Bolsonaro’s son, Flavio, who had called for the vigil, had urged Bolsonaro supporters to come and “fight for your country”.
Bolsonaro’s lawyers said they would appeal the detention order.
They said the arrest of the 70-year-old former president caused “deep perplexity”, adding that the prayer vigil was guaranteed by Brazil’s constitution under the right to religious freedom.
‘Act of desperation’
Bolsonaro was sentenced in September to 27 years and three months in prison for plotting a coup after losing the 2022 presidential election to leftist Luiz Inacio Lula da Silva. The former army captain was identified as the leader and main beneficiary of a scheme to prevent Lula from taking office in 2023.
The plot allegedly involved a plan to assassinate Lula, his vice president, Geraldo Alckmin, and Moraes.
However, the courts have not yet issued a final arrest order in that case, as Bolsonaro has not exhausted the appeals process.
In his Saturday ruling, Moraes also highlighted the proximity of Bolsonaro’s home to the United States embassy, raising the risk of him seeking political asylum.
Bolsonaro is an ally of US President Donald Trump, who had called the trial a “witch-hunt” and imposed punitive tariffs and sanctions against Brazil over it.
Moraes also cited evidence that Bolsonaro had previously considered seeking asylum in the Argentinian embassy in Brasilia. One of his sons, federal lawmaker Eduardo Bolsonaro, and other close allies have fled Brazil to avoid the reach of the country’s courts, the judge noted in his decision.
Moraes gave Bolsonaro’s lawyers 24 hours to explain the damage to the ankle monitor.
Bolsonaro’s son, Flavio, told reporters that his father could have burned the ankle monitor as an “act of desperation” or out of “shame” for having to wear it in front of visiting relatives.
Bolsonaro has now been taken to a federal police complex in Brasilia, where prisoners undergo medical examinations before being sent to jail, the AFP news agency reported. He is being detained in a small holding cell with a single bed, a television, air conditioning and a toilet, according to a description and a video released by federal police.
On Saturday afternoon, Trump told reporters outside the White House that he had been unaware of Bolsonaro’s arrest.
“Is that what happened? That’s too bad,” he added. He said he had spoken to Lula on Friday and would be meeting with him soon.
In a harsher remark, US Deputy Secretary of State Christopher Landau said Washington was “gravely concerned” by Justice Moraes’s “latest attack on the rule of law and political stability in Brazil”.

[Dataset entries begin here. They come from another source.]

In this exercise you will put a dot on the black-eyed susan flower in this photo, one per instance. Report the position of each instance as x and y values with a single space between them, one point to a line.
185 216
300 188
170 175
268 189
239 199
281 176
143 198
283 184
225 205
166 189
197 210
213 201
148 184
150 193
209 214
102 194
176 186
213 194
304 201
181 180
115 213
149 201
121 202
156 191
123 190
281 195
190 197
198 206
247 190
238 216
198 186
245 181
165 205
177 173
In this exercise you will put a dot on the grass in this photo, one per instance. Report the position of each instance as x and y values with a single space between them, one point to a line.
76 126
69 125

“There is nothing more dangerous to democracy than a judge who knows no limits on his power,” Landau wrote on X.
‘Political persecution’
Dozens of Bolsonaro supporters, meanwhile, gathered on Saturday night by a sound truck outside his gated community. They sang evangelical Christian hymns as Flavio Bolsonaro wiped away tears, standing next to a cardboard cutout of his father.
“I don’t know what’s going on inside the Federal Police now. If something happens to my father, Alexandre de Moraes, if my father dies in there, it’s your fault,” Flavio said in a live video broadcast.

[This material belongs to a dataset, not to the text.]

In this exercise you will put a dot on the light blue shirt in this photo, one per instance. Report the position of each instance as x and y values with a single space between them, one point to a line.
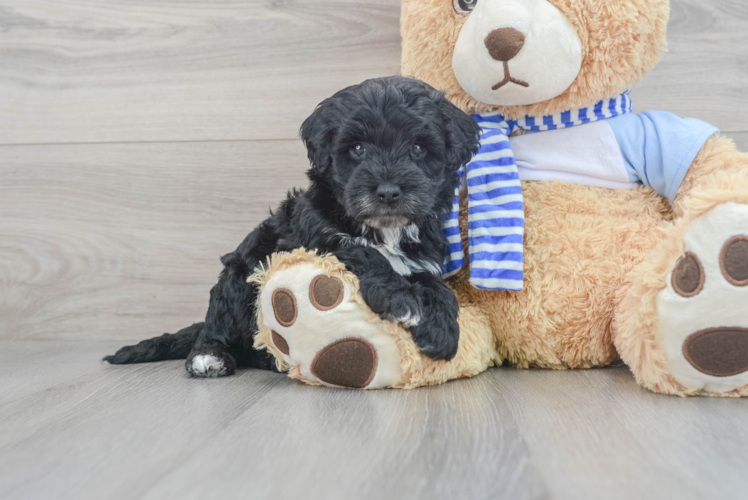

If Bolsonaro’s appeals are unsuccessful, his defence has said he should be allowed to serve his nearly three-decade sentence under house arrest, citing health issues. The former president, who was stabbed in the abdomen during a 2018 campaign event, has a history of hospitalisations and surgeries related to the attack.
Outside the federal police complex where Bolsonaro was being held, a group of women gathered and uncorked a bottle of sparkling wine to celebrate his imprisonment.
Ana Denise Sousa, 47, a high school philosophy teacher, told AFP she was overjoyed.
“The biggest scoundrel, the worst guy … who screwed everyone over, who [attempted] a coup, who never felt pity for anyone – and now he’s going to pay,” she said.
Supporters also arrived at the scene, draped in Brazil’s green and yellow flag.
“This is all political persecution,” said Alessandro Goncalves de Almeida, a 53-year-old rideshare driver.